Nelson Jonas A, Chung Cyndi U, Bauder Andrew R, Wu Liza C
Section of Plastic and Reconstructive Surgery, Memorial Sloan Kettering Cancer Center, New York, NY, United States.
Division of Plastic and Reconstructive Surgery, University of California San Francisco, San Francisco, CA, United States.
J Plast Reconstr Aesthet Surg. 2017 Mar;70(3):307-312. doi: 10.1016/j.bjps.2016.12.001. Epub 2016 Dec 18.
Hypercoagulable conditions are often considered relative contraindications to free flap reconstruction. This paper presents and critically examines a novel anticoagulation regimen developed to address this disease state.

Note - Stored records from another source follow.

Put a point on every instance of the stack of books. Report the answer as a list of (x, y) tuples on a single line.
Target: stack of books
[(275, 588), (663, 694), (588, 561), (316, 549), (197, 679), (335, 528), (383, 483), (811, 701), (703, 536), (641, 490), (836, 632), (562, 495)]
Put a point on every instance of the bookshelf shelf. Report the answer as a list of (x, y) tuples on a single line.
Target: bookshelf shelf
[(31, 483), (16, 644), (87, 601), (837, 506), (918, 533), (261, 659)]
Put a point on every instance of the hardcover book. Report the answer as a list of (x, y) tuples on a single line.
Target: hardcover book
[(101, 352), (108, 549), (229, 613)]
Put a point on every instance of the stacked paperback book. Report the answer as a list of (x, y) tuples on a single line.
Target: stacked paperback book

Hypercoagulable patients who underwent free tissue transfer between 2007 and 2015 were identified. From 2011, all such patients were subjected to a novel anticoagulation protocol involving an intravenous bolus of 2000 U of unfractionated heparin prior to microvascular pedicle anastomosis, followed by a heparin infusion at 500 U/h, which was postoperatively increased to therapeutic levels. Patients were discharged on full anticoagulation for 1 month. Patients prior to 2011 received only subcutaneous heparin. Outcomes in patients receiving this novel anticoagulation protocol were compared to those of patients receiving standard therapy (postoperative subcutaneous heparin).

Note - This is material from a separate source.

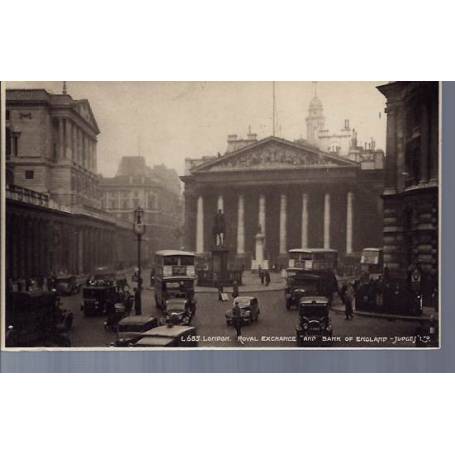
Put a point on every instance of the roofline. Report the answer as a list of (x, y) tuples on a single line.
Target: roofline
[(312, 250), (278, 139), (47, 101), (174, 253)]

Twenty-three hypercoagulable patients underwent reconstruction with 32 flaps. Eleven patients were administered the novel protocol. No thromboses were noted in the novel protocol cohort, while three thrombotic events occurred in the control cohort (0% vs. 17.6%, p = 0.23). No flaps were salvaged after thrombosis. All losses occurred in the control cohort (0% vs. 17.6%, p = 0.23). The novel protocol cohort was more likely to have postoperative red blood cell transfusions (72.6% vs. 16.7%, p = 0.007), hematomas (26.7% vs. 0%, p = 0.04), and lower mean hemoglobin nadirs [6.9 (1.0) vs. 8.9 ± 1.8 g/dL, p = 0.01].

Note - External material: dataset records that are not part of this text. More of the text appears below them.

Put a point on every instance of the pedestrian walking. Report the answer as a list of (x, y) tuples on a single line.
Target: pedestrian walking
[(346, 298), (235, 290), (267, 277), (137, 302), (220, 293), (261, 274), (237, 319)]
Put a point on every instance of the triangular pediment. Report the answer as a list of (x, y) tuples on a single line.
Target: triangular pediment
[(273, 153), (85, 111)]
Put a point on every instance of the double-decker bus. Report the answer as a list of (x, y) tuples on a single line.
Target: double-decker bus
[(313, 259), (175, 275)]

The key approach to hypercoagulable patients is likely prevention over treatment. Patients who received prophylactic heparin infusions had clinically lower rates of thrombotic events and flap loss. However, this encouraging finding must be balanced with the increased risk for postoperative bleeding complications.
高凝状态通常被视为游离皮瓣重建的相对禁忌证。本文介绍并严格审查了一种为应对这种疾病状态而制定的新型抗凝方案。
确定2007年至2015年间接受游离组织移植的高凝患者。从2011年起,所有此类患者均接受一种新型抗凝方案,即在微血管蒂吻合术前静脉推注2000单位普通肝素,随后以500单位/小时的速度输注肝素,术后将其提高至治疗水平。患者出院后进行1个月的全量抗凝治疗。2011年之前的患者仅接受皮下肝素治疗。将接受这种新型抗凝方案的患者的结果与接受标准治疗(术后皮下肝素)的患者的结果进行比较。
23例高凝患者用32个皮瓣进行了重建。11例患者采用了新型方案。新型方案组未发现血栓形成,而对照组发生了3例血栓形成事件(0%对17.6%,p = 0.23)。血栓形成后没有皮瓣得以挽救。所有皮瓣丢失均发生在对照组(0%对17.6%,p = 0.23)。新型方案组术后更有可能接受红细胞输血(72.6%对16.7%,p = 0.007)、出现血肿(26.7%对0%,p = 0.04),且平均血红蛋白最低点更低[6.9(1.0)对8.9±1.8克/分升,p = 0.01]。
对于高凝患者,关键方法可能是预防而非治疗。接受预防性肝素输注的患者临床血栓形成事件和皮瓣丢失率较低。然而,这一令人鼓舞的发现必须与术后出血并发症风险增加相权衡。